The women both agreed that it was a shame that it took something so awful to make them aware of the dangers and to bring the family together, saying most of the family rushed to Sudbury as soon as they heard what had happened.

While Jen was released on January 10, her mother had been released earlier, on New Year’s Day. Sharon said she returned to an empty house. “All I did was sleep,” she said.

They spoke of the many services that were made available to them, as well as the work the community did to make their new reality a comfortable one. The band quickly built Jen a ramp for her house, gave her a wheelchair and a housekeeper and Mnaamadzowin Health Services supplied them both with a personal support worker (PSW) and meals on wheels once a week.

“There’s so many services out there that can help you,” Jen said. “If Mnaadmadzowin wasn’t there, I don’t know what I would have done.”

Sharon agreed the health organization provided an important role, and the band too. She pointed out that Sheg sponsored the feast for them as, on limited income, it wouldn’t have been a possibility otherwise.

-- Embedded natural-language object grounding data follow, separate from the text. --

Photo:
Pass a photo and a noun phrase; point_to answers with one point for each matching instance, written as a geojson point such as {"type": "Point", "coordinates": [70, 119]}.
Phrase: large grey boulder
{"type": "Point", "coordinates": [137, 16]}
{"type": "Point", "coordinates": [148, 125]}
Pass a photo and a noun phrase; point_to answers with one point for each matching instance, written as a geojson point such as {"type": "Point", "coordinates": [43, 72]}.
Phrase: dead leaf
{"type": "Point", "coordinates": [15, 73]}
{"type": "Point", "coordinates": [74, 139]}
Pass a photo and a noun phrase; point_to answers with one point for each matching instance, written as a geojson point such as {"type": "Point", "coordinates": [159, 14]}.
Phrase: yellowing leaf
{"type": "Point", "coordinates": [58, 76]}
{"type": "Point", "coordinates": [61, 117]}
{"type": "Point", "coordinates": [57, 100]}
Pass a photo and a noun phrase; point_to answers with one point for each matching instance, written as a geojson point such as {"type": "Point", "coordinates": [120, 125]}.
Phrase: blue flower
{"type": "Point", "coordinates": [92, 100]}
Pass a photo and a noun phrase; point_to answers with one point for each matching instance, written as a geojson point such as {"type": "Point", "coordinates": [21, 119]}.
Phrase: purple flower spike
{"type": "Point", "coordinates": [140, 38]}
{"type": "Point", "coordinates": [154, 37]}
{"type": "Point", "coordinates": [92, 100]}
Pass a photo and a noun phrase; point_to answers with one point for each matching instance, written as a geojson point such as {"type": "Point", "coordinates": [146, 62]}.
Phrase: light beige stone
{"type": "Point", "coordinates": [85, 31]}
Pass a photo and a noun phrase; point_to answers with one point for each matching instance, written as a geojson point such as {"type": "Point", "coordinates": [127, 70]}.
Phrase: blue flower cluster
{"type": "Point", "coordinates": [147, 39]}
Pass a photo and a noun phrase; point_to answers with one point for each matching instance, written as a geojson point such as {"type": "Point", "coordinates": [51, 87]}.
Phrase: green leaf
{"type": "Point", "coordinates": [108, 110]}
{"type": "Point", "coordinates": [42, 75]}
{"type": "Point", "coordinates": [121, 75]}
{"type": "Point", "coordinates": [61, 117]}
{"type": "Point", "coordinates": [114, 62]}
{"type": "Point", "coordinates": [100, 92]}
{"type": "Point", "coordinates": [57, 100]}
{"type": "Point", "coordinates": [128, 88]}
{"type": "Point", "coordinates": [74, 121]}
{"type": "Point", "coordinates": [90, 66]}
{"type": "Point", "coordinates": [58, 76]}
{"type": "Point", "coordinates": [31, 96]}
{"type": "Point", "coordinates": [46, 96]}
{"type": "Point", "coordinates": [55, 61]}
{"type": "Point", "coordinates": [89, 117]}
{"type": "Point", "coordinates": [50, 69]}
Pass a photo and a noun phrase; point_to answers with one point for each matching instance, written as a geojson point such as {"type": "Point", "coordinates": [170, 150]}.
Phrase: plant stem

“I could have died or been in a wheelchair permanently,” Sharon said. “Your body is so fragile and death is just a breath away, you know?”

The mother shared that she has been sober since the accident—almost a year. “It’s sad to say, but it was a real awakening for me,” she explained. “Drinking was a way of coping with life.”

“Now,” she continued, “I speak from my heart how I feel. I don’t bottle it up. Jen notices the changes especially—now I call it like I see it.”

Sharon said she no longer lets others take advantage of her and while she doesn’t miss the alcohol, she stays away from those who do drink.

“There were so many times when I tried to quit drinking and now I’m just living one day at a time,” she continued, noting that she has been attending Alcoholics Anonymous meetings.

“I worry about Jen too,” she said, glancing across the table at her daughter. “She’s so fragile now. What happens if she’s drinking and falls and hurts herself even more?”

Jen explained she was sober too for the first six months after the accident, but the stresses of life got to her and she began to drink again, but this time she’s careful of who she’s with or where she goes.

She continued, saying she feels closer to her family now too, since becoming sober. “Before, I felt so distanced from them.”

Sharon said that while she was unable to work for some time after the accident, she is back working part-time with the band, which has been very accommodating to her health concerns. “I’m happy,” she said with a smile.

The idea for the Thanksgiving feast came from discussion with Jake Ago Neh, a traditional healer in the community, they explained.

“My family said how nice it was to come together and eat and be together on a good note,” Jen said. “We were celebrating life, not death.”

The women showed a long list of all those who received personal invitations to the feast, including the doctors and emergency crew who tended to them during that time and while they were unable to attend, they did send their thanks.

“This was quite the life lesson,” Jen said. “And I guess it happened that way for a reason.”

“You should be close to your family no matter what,” she urged. “There are so many things that we take for granted. If it wasn’t for all these people, we wouldn’t have made it,” she said, pointing to the list.

“I don’t want this to happen to anyone else,” Jen added. “It was so traumatizing—we came so close. Drunk driving is still happening, but it’s up to the individual to make that decision. Don’t get in that vehicle or stop someone if they are. You could change someone’s life.”